Jewell is currently evaluating Project New Direction’s data. Project New Direction services both male and female drug abuse victims and employs the use of medication-assisted treatment in the care of substance abuse victims. Reassembling the same project team, Jewell and his colleagues purchased expensive medication options to wean participants away from the cravings of opioid use while continuing to provide long-term substance abuse treatment.
With the help of two graduate student assistants, Allison Benware and Jenna Belgard, as well as a former graduate assistant, Meaghan Malherek, Jewell has gathered quantitative information which further defends his ongoing research of the long-term effectiveness of drug courts. Jewell concludes that within one year of discharge, MCSCDT graduates were found to reoffend only 21.5 percent of the time, in comparison to 65.8 percent of participants who withdrew from services and 50.1 percent of users who declined services and opted to serve jail time.
After tracking participants for more than three and a half years, he found that only 47.3 percent
of MCSCDT graduates have reoffended to date, in contrast to 77.1 percent of participants who withdrew from services and 75 percent of users who declined services and served jail time. Jewell’s research also shows statistical evidence that MCSCDT graduates have a lower number of other criminal incidents and the classes of such crimes have been lower than violations by members of the control groups.

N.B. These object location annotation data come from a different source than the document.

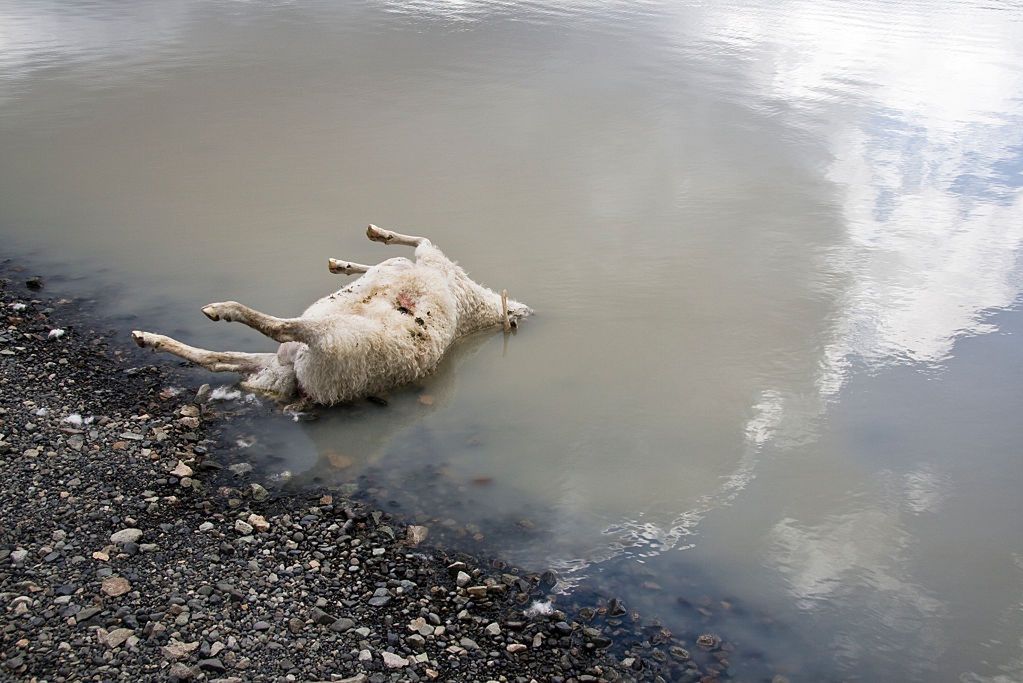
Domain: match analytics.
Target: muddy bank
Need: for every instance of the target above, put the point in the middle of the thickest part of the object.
(135, 544)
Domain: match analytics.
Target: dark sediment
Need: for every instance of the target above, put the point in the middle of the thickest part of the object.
(130, 549)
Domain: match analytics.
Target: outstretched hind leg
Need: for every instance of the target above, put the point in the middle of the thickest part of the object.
(392, 237)
(215, 361)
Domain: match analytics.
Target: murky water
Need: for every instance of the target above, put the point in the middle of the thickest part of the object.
(774, 249)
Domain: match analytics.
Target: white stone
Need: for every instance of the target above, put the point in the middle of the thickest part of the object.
(392, 661)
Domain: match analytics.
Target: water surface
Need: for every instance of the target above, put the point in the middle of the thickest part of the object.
(774, 249)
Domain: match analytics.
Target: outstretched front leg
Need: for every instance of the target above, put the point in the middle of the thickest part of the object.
(280, 329)
(215, 361)
(346, 267)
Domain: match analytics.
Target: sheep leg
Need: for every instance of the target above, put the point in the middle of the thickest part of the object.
(346, 267)
(391, 237)
(279, 329)
(215, 361)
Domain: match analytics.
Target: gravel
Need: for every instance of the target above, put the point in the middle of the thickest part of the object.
(129, 550)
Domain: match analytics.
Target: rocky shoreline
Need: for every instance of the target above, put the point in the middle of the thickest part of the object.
(131, 547)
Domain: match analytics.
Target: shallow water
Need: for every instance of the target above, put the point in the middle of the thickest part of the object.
(774, 252)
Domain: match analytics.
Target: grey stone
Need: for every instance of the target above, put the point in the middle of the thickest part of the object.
(126, 536)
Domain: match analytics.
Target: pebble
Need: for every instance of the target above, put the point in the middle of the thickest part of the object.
(392, 661)
(116, 586)
(126, 536)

“The drug does not know a socioeconomic group, and it crosses all barriers,” said Nancy Cooper, chief probation officer of the Alternative Court Division for the MCSCDT. “It doesn’t matter if someone is rich or poor, educated or uneducated – they are becoming addicted to this drug. It is just so prevalent in Madison County and the surrounding areas, and the damage being done is horrible.
“The data Dr. Jewell collects and interprets for us is very important because it reveals areas for improvement, solutions for helping our drug court clients be more successful in sobriety, and reveals concerns of overdosing or mental illness.”

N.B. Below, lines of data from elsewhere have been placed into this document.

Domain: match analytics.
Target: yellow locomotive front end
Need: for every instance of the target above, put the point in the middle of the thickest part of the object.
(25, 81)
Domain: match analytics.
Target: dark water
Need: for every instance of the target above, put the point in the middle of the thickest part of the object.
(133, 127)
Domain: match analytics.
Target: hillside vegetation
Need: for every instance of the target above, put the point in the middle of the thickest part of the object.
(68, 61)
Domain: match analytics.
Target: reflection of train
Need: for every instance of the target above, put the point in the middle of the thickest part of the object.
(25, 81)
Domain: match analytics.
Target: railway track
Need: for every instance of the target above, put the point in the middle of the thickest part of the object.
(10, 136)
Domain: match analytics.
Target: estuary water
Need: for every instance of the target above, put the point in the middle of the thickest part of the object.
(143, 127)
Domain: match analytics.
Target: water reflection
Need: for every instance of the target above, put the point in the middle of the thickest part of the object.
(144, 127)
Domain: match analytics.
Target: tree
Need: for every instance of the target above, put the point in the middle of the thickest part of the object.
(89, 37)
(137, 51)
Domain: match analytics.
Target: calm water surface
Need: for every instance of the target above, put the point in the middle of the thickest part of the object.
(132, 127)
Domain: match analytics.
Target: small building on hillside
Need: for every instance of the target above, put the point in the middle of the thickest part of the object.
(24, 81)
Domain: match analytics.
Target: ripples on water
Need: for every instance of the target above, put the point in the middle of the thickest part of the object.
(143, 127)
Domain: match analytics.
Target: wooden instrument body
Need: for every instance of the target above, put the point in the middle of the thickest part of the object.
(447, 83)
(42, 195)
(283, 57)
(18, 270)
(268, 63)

The MCSCDT and the outstanding work of Jewell and his colleagues have gained international recognition in the field of drug court treatment and effectiveness. Jewell recently had a paper accepted by the International Journal of Mental Health Addiction titled “The Long Term Effectiveness of Drug Treatment Court on Reducing Recidivism and Predictors of Voluntary Withdrawal.”
“Through the actions of our drug court and the support of Dr. Jewell, we are enhancing our community and making it safer, aiding in family restoration, improving the social welfare of our clients, and helping to reunite families who are falling victim to this drug,” Cooper said.
“Providing treatment for drug use is incredibly important,” Jewell said. “I’m so glad that the American justice system has moved from a ‘catch-and-punish’ to a ‘catch-and-treat’ model. There will always be people who refuse treatment, but I hope this success continues to build nationwide. I appreciate the help I’ve received from others in building awareness, and I’m blessed to be a part of it.”